1.) Steinbeck’s inspiration.
“The Grapes of Wrath” was the product of inspiration for John Steinbeck on a 1937 drive from Chicago going west. He called it the “long concrete path” and in the novel it was referred to as the “Mother Road”.
2.) Route 66 was not always a tourist attraction.
Its original purpose was to link linked hundreds of mostly rural communities in Illinois, Missouri, and Kansas to Chicago; thus enabling farmers to transport grain and produce for redistribution.
3.) The Great Depression paved Route 66.
From 1933 to 1938 thousands of unemployed male youths from all over the U.S. went to work as on road gangs, paving the final stretches of the road. Because of this tremendous endeavor, the Chicago-to-Los Angeles highway was recorded as “continuously paved” in 1938.
4.) You won’t find Route 66 on a current map. The road was decommissioned in 1985.
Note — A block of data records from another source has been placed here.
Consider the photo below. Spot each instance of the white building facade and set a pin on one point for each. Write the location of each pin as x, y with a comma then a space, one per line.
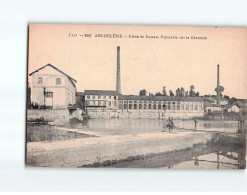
53, 88
111, 104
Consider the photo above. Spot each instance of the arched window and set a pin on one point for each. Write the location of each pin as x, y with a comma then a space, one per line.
135, 105
169, 106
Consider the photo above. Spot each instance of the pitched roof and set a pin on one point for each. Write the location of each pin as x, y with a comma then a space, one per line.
227, 106
160, 98
101, 92
70, 78
221, 98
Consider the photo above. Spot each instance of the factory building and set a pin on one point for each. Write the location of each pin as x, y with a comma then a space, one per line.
113, 104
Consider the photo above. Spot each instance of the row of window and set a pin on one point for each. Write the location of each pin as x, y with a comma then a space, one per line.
101, 103
159, 106
146, 106
40, 80
101, 97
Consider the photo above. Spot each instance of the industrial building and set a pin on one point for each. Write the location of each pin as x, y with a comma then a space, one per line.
111, 104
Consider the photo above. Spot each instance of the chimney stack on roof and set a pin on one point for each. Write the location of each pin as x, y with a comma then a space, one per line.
218, 84
118, 80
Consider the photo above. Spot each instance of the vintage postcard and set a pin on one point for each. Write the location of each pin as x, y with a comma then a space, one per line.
119, 96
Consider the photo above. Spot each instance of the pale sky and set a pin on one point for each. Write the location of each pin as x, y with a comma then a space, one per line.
145, 63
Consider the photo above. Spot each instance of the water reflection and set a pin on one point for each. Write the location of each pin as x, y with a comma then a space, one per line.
216, 156
130, 126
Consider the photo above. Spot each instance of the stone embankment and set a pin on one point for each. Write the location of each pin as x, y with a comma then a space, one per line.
91, 150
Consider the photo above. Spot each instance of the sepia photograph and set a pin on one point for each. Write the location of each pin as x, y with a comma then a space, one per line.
126, 96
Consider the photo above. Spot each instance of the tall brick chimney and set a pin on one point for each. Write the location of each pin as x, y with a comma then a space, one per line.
218, 84
118, 83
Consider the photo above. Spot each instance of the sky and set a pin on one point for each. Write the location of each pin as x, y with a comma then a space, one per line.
146, 63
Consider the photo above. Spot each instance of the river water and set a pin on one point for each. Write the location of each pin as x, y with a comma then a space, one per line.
213, 156
134, 126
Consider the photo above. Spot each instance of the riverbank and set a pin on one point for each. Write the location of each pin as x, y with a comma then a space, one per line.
94, 150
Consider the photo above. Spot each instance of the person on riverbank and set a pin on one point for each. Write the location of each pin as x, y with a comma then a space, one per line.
169, 124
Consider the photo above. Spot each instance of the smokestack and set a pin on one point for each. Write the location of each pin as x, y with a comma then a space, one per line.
118, 84
218, 84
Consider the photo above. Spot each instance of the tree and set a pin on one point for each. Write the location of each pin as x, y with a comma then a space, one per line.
182, 92
143, 92
232, 100
164, 91
227, 97
158, 94
192, 93
171, 93
178, 92
221, 90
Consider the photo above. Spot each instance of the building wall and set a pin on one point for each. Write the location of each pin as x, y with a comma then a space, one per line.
109, 101
213, 109
143, 109
234, 108
63, 93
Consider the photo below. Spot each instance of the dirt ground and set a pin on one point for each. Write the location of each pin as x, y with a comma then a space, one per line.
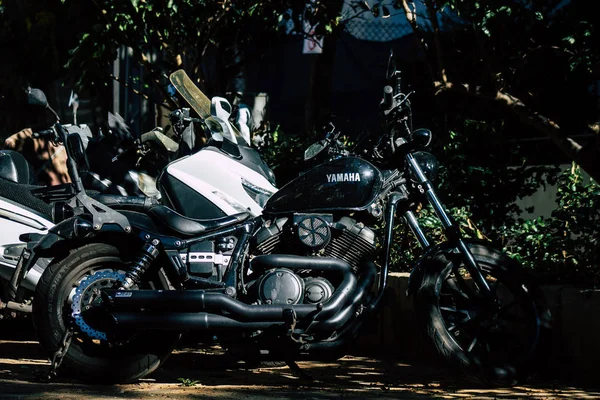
212, 375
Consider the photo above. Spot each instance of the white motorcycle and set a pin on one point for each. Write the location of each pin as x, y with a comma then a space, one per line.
223, 178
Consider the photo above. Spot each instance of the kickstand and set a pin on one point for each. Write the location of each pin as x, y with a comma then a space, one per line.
298, 371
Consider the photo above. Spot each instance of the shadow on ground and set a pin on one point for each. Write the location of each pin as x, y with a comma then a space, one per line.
211, 374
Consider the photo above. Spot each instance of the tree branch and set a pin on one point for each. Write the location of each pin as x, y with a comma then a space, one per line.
585, 156
432, 10
411, 17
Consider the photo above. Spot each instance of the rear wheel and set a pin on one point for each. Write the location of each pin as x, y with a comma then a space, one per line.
91, 356
501, 342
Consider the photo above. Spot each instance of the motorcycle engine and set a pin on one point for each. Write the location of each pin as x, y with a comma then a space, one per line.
318, 235
308, 235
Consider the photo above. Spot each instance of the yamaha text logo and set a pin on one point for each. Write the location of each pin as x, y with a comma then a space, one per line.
345, 177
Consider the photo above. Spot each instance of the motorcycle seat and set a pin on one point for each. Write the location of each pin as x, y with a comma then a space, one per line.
185, 226
131, 203
13, 167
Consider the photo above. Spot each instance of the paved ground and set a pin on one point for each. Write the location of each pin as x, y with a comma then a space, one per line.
213, 375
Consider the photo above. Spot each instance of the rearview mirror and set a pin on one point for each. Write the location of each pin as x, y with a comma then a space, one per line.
391, 68
36, 97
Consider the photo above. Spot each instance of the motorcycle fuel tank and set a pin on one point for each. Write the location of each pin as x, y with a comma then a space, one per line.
347, 183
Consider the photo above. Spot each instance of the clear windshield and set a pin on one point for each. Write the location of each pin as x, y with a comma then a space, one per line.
197, 100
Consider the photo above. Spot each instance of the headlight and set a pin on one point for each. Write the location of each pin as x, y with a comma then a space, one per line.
428, 163
258, 194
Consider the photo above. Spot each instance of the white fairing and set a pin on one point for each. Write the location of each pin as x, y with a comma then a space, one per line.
15, 221
218, 178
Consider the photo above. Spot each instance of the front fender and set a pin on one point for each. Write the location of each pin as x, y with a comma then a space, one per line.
418, 272
68, 234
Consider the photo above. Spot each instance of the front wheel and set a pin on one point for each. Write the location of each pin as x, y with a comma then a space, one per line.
501, 342
93, 356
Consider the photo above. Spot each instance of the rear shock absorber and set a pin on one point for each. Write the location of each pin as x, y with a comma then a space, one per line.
140, 265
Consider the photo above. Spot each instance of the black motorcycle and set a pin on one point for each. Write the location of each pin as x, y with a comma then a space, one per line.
296, 283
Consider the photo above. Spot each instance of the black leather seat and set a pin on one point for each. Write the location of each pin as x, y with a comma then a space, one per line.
131, 203
184, 226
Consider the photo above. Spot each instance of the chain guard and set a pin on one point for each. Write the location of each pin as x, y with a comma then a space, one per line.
86, 293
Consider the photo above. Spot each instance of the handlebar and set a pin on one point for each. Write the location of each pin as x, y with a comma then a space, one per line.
388, 97
48, 134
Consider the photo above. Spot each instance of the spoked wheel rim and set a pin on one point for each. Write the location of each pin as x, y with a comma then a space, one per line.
85, 342
498, 337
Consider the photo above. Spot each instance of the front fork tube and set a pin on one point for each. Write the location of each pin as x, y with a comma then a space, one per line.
390, 212
452, 230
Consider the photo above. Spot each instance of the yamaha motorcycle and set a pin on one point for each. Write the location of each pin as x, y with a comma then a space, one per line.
297, 281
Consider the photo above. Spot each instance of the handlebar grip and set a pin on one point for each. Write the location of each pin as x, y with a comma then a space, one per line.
44, 134
388, 97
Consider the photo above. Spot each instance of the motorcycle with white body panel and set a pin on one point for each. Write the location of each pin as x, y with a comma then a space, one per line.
221, 178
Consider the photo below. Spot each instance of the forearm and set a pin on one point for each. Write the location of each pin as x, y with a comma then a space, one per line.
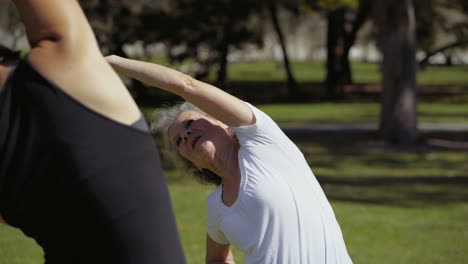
150, 73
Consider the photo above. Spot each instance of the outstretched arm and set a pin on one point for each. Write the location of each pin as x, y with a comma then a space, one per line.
215, 102
56, 22
218, 253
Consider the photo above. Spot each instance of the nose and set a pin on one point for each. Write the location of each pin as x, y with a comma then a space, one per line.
186, 134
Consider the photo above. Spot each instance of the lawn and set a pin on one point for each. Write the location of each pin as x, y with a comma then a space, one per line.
314, 71
316, 113
394, 206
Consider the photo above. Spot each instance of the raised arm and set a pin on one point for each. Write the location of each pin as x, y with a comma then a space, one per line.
217, 103
56, 22
65, 50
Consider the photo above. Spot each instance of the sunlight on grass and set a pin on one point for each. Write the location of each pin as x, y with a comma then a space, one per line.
394, 206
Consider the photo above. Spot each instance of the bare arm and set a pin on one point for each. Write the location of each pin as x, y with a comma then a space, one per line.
217, 103
56, 22
218, 253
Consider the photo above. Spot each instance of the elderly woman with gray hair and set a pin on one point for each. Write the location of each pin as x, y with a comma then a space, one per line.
267, 202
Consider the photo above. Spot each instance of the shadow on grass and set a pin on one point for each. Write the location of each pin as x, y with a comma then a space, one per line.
404, 192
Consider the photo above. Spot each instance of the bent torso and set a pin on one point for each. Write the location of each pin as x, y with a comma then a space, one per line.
4, 71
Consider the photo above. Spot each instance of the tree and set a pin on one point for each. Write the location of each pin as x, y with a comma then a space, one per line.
396, 26
291, 81
345, 18
207, 30
442, 17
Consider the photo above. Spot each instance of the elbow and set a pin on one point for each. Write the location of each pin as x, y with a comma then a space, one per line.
188, 84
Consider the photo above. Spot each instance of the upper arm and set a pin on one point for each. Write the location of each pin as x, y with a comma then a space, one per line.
221, 105
57, 25
218, 253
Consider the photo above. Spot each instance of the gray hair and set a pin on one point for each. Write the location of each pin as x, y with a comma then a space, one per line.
162, 119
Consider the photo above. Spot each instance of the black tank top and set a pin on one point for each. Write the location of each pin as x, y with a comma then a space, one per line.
86, 188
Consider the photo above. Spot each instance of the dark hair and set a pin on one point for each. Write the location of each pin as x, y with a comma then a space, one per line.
9, 56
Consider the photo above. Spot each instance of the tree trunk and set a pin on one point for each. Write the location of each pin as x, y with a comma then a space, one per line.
291, 81
338, 70
397, 41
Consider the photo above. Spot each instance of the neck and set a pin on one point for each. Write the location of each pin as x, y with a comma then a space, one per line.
4, 71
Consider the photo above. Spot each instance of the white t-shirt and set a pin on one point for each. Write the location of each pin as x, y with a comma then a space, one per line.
281, 214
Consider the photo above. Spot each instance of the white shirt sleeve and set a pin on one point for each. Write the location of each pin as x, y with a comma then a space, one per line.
212, 219
264, 132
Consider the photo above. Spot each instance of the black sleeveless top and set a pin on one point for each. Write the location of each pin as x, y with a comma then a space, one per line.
86, 188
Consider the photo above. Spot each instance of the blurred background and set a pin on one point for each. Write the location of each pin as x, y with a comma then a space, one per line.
374, 92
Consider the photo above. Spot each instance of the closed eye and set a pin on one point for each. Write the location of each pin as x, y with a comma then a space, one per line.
187, 125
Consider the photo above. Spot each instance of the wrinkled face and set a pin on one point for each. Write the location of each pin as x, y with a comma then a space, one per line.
197, 137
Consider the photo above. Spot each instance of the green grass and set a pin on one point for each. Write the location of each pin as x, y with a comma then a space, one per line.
394, 206
362, 73
320, 113
314, 71
359, 113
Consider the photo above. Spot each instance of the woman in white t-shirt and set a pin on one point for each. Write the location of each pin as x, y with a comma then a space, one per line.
267, 202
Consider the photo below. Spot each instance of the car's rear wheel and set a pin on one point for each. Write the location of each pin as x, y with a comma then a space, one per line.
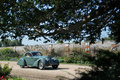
22, 66
54, 66
41, 65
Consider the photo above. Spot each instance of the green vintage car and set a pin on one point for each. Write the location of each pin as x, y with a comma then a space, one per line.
36, 59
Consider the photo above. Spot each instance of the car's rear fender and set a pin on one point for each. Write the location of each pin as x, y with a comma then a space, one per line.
37, 62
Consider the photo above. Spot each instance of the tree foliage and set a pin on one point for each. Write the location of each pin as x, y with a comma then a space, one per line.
8, 42
60, 19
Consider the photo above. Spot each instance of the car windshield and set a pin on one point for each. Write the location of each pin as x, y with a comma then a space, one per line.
37, 54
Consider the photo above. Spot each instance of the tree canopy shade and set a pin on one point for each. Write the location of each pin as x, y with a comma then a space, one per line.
60, 19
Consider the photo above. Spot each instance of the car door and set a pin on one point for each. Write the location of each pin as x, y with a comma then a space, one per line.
29, 59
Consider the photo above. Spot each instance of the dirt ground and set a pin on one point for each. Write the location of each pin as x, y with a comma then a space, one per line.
30, 73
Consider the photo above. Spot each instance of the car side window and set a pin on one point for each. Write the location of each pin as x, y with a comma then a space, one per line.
28, 55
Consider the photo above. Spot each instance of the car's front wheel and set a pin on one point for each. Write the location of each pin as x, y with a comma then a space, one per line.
22, 66
41, 65
54, 66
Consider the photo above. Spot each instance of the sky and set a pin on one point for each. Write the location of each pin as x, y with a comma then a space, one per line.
33, 42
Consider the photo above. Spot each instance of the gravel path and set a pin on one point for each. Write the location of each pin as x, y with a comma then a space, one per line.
31, 73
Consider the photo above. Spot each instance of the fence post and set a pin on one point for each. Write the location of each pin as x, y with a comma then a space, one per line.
67, 49
50, 48
87, 48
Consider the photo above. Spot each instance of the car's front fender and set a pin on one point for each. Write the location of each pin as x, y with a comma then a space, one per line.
37, 61
21, 62
55, 61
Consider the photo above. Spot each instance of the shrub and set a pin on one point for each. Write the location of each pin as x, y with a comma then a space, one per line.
5, 71
107, 66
It is the only national highway to be decommissioned from the original 1926 grid, as it was decided the route was no longer relevant and had been replaced by the Interstate Highway System.
5.) Route 66 alomst didn’t have a song.
“Get Your Kicks on Route 66” was the suggested title for the well-known song from Bobby Troup’s wife, Cynthia who had travelled the long route, ending in L.A. Troup had the song only half written and met Nat King Cole at the end of the Mother Road, where they worked on completing the song, which was later recorded by Cole.
6.) Will Rodger’s Highway.
Besides the names “America’s Main Street”, “the Mother Road”, and”the Road of Dreams”, Route 66 is properly co-designated “the Will Rogers Highway.” Rogers, the most widely read newspaper writer of his time, spent his younger years in and around Route 66 communities. After his death in a plane crash in 1935, radio stations throughout the country went silent for 30 minutes out of respect for their most beloved broadcaster.